OBITUARY

Founder of Snapple drinks empire, Arnold Greenberg, dies

Arnold Greenberg pioneered beverages for health-conscious consumers

PUBLISHED : Thursday, 01 November, 2012, 12:00am
UPDATED : Thursday, 01 November, 2012, 3:26am

Arnold Greenberg, who began his career selling pickles and herring from a New York City storefront and went on to become a founder of Snapple, the international beverage giant, has died of cancer. He was 90.

In 1972, Greenberg, who was by then running a health food store in the East Village in Manhattan, joined forces with two old friends, Leonard Marsh and Hyman Golden, to sell fruit juices to health food stores. A part-time concern, the juice business performed modestly in its early years.

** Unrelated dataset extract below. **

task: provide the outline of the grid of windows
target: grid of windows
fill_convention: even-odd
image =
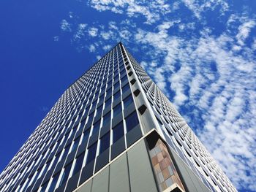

Then, in the late 1970s, the three men hit on the idea of producing a soft drink flavoured only with natural juice. An early effort by their company, by then known as Unadulterated Food Products, was an explosive failure: they marketed a carbonated apple juice that fermented in its bottles and sent a spate of caps blasting.

But the name they had coined for the drink, Snapple (an amalgam of "snappy" and "apple"), proved so evocative that it was soon adopted by the company as a whole.

When they discovered the name was already owned by a small company in Texas, which appeared to have little interest in using it, they bought the name for US$500.

The Snapple Beverage Corp became one of the first companies to offer a wide line of juices and carbonated drinks made with natural ingredients. Sales were buoyed by the rising tide of health-conscious consumers in the 1980s; in 1987, after Snapple introduced the first in its line of bottled iced teas, it became an undisputed leader in the New Age beverage market.

As Snapple's founders often said, one of their greatest pleasures lay in developing and naming new flavours. Not every name passed muster, however. In the 1990s, they produced a guava drink, eventually marketed as Guava Mania.

As Greenberg told CBS This Morning in 1994, the three partners also gave serious consideration to Guava Vavoom and Guava Nagila.

By 1994, when Snapple was bought for US$1.7 billion by Quaker Oats, it was recording annual sales of about US$700 million.